I’ve been using R since 2006. That predates RStudio and the tidyverse
. I remember the struggle of keeping track of the variants of apply
and often fiddling with them to get code to work.
Then came plyr
and the dplyr
and my life has never been the same. The major verbs of dplyr
include select
, filter
, mutate
, group_by
, summarise
, and arrange
; and if you are doing data analysis in R then you should be fluent in them. These are far from an exhaustive list of dplyr
’s verbs though, and I recently discovered one that solves a problem I’ve encountered a few times: top_n
.
The Problem
Recently I was analyzing some student data on an exam that had students from multiple section and their performance on on the exam. Since students could take the course multiple times, I only wanted to include the row with the best score. Clearly, grouping by student was needed, and summarise
can get the max of one column but it won’t leave the other columns unchanged (it would apply and aggreation function to them). Instead top_n
saves the day.
An Example
To avoid voilating FERPA, I’ll manufacture some data:
student_id <- c(1:6, seq(1,10, by=2))
section <- sample(c("A","B","C"), length(student_id), replace=TRUE)

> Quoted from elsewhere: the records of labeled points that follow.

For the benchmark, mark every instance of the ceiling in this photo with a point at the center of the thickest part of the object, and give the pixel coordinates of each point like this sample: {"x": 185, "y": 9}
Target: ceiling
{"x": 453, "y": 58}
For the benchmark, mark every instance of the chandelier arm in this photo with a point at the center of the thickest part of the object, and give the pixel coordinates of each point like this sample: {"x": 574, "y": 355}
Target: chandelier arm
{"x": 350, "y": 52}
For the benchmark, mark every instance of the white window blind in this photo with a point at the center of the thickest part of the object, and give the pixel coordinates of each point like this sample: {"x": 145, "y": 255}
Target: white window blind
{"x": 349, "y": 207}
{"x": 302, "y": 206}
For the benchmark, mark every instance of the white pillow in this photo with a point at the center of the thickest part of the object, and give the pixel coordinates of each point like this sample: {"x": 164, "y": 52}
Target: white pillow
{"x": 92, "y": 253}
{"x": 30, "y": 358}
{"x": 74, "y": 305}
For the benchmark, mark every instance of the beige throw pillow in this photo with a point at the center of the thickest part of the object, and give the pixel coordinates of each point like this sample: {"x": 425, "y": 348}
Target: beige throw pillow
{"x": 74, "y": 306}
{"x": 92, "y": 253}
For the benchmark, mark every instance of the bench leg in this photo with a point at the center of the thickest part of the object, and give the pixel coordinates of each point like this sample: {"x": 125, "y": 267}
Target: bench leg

score <- round(rnorm(11, 25, 5), 2)
question1 <- round(runif(1,0,5),0)
question2 <- round(runif(1,0,5),0)
question3 <- round(runif(1,0,5),0)
question4 <- round(runif(1,0,5),0)
question5 <- round(runif(1,0,5),0)
dat <- data.frame(student_id, section, score, question1, question2, question3, question4, question5)
kable(dat)
student_id | section | score | question1 | question2 | question3 | question4 | question5 |
---|---|---|---|---|---|---|---|
1 | B | 28.17 | 0 | 2 | 2 | 2 | 2 |
2 | B | 29.44 | 0 | 2 | 2 | 2 | 2 |
3 | B | 21.84 | 0 | 2 | 2 | 2 | 2 |
4 | B | 30.19 | 0 | 2 | 2 | 2 | 2 |
5 | B | 35.93 | 0 | 2 | 2 | 2 | 2 |
6 | C | 23.20 | 0 | 2 | 2 | 2 | 2 |
1 | A | 27.40 | 0 | 2 | 2 | 2 | 2 |
3 | B | 35.43 | 0 | 2 | 2 | 2 | 2 |
5 | C | 30.70 | 0 | 2 | 2 | 2 | 2 |
7 | A | 22.07 | 0 | 2 | 2 | 2 | 2 |
9 | B | 23.03 | 0 | 2 | 2 | 2 | 2 |
So, we have a small dataset with repeated student_id
and we want to have no repeated students and keep the row (including question data) for the maximum score of any repeated student.
Here’s the dplyr
one-liner:
dat %>% group_by(student_id) %>%
top_n(1, score) %>% kable()
student_id | section | score | question1 | question2 | question3 | question4 | question5 |
---|---|---|---|---|---|---|---|
1 | B | 28.17 | 0 | 2 | 2 | 2 | 2 |
2 | B | 29.44 | 0 | 2 | 2 | 2 | 2 |
4 | B | 30.19 | 0 | 2 | 2 | 2 | 2 |
5 | B | 35.93 | 0 | 2 | 2 | 2 | 2 |
6 | C | 23.20 | 0 | 2 | 2 | 2 | 2 |
3 | B | 35.43 | 0 | 2 | 2 | 2 | 2 |
7 | A | 22.07 | 0 | 2 | 2 | 2 | 2 |
9 | B | 23.03 | 0 | 2 | 2 | 2 | 2 |
Conclusion
As mentioned in top_n
documentation, it’s just a wrapper for filter
and min_rank
, so like most (all?) of dplyr
it’s possible to avoid, but once you know about it why would you?